# Pants on the ground.



## bobzilla (Nov 15, 2008)

Lol !


----------



## Jeffhawk (Nov 16, 2009)

Id say its a case of suck TV.


----------



## Calloween (Mar 8, 2009)

Jeffhawk said:


> Id say its a case of suck TV.


????????????????????????????????????????????????


----------



## savagehaunter (Aug 22, 2009)

/what the.....................was that?


----------



## Jeffhawk (Nov 16, 2009)

that was a look into what our future holds.a bunch of idiots trying to get there 15 minutes of fame.pathetic and embarrassing.


----------



## Buggula (Jun 26, 2008)

That's about the only thing funny I've seen so far with these silly talent(less) shows.
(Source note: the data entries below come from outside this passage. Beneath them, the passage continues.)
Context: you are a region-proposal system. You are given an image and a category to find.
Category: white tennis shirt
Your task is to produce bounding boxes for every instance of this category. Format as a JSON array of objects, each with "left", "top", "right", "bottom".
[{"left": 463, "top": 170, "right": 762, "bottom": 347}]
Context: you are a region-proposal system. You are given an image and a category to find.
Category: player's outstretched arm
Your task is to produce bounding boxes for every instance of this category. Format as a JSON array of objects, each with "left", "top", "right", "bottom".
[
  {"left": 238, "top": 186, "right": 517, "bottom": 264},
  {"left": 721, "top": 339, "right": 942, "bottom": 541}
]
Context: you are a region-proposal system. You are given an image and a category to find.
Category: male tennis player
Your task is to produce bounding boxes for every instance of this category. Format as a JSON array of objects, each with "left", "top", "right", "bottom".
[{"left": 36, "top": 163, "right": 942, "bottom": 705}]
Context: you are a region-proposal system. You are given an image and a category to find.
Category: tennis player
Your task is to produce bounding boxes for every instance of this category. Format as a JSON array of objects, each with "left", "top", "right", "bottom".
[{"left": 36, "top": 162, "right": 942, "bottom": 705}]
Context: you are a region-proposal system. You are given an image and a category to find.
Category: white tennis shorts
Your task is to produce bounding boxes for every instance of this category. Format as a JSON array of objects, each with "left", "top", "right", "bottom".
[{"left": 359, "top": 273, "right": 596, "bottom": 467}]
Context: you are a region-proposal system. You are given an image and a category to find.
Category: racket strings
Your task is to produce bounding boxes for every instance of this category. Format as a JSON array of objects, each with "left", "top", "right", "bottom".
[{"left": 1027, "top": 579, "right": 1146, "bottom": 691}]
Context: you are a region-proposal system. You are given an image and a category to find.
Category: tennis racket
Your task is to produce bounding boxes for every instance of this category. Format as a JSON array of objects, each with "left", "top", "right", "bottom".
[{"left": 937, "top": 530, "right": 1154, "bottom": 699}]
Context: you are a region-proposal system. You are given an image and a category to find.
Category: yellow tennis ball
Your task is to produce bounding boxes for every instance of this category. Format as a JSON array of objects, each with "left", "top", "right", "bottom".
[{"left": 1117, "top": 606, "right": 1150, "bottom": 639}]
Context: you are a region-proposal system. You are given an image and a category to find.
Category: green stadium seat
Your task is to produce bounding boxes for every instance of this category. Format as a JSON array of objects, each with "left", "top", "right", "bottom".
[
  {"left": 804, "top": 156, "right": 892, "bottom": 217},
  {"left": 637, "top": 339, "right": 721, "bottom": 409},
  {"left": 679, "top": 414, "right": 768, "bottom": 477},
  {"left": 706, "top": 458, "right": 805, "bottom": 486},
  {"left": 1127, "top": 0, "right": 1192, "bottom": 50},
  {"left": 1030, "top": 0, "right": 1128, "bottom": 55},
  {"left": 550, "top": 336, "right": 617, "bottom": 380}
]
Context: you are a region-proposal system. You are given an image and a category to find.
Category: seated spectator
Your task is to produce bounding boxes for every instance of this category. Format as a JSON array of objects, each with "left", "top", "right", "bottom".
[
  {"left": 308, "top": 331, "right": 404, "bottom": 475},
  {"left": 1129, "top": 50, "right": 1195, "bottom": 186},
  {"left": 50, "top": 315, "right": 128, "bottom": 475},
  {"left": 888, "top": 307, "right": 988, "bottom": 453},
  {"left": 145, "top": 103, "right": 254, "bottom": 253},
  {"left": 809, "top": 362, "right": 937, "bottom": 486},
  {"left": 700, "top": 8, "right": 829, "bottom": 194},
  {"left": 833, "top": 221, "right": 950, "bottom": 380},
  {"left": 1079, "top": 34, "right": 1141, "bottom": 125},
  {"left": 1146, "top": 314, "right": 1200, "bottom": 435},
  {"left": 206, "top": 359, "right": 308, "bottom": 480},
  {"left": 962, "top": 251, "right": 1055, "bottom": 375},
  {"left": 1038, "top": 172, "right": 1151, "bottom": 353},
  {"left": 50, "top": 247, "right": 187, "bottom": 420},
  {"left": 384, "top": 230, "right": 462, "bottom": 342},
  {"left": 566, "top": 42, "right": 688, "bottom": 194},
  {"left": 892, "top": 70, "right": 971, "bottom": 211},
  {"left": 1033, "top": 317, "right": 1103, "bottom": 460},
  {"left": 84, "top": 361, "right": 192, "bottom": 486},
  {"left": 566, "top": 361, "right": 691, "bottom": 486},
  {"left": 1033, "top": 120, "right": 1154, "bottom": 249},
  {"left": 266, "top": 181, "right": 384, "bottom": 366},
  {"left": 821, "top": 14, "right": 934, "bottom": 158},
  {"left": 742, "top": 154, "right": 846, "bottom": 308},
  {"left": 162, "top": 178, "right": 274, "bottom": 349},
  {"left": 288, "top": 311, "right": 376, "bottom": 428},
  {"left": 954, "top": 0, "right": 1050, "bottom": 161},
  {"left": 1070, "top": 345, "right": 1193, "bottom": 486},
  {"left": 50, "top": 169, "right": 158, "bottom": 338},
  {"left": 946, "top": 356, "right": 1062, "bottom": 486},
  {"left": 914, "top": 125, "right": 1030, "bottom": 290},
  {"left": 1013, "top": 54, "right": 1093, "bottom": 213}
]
I suppose it beats making a living by financially ruining millions so you can buy another yacht. *snort*


----------



## Mr._Skellington (Jan 10, 2010)

I thought it was funny. 

Reminds me of "I am your brother, your best friend forever!"


----------



## Jeffhawk (Nov 16, 2009)

wheres William Hung when ya need him?


----------



## Calloween (Mar 8, 2009)

Jeffhawk said:


> wheres William Hung when ya need him?


Haha. I love that guy.


----------



## KreepyToys (Jan 17, 2010)

Thats pretty funny.


----------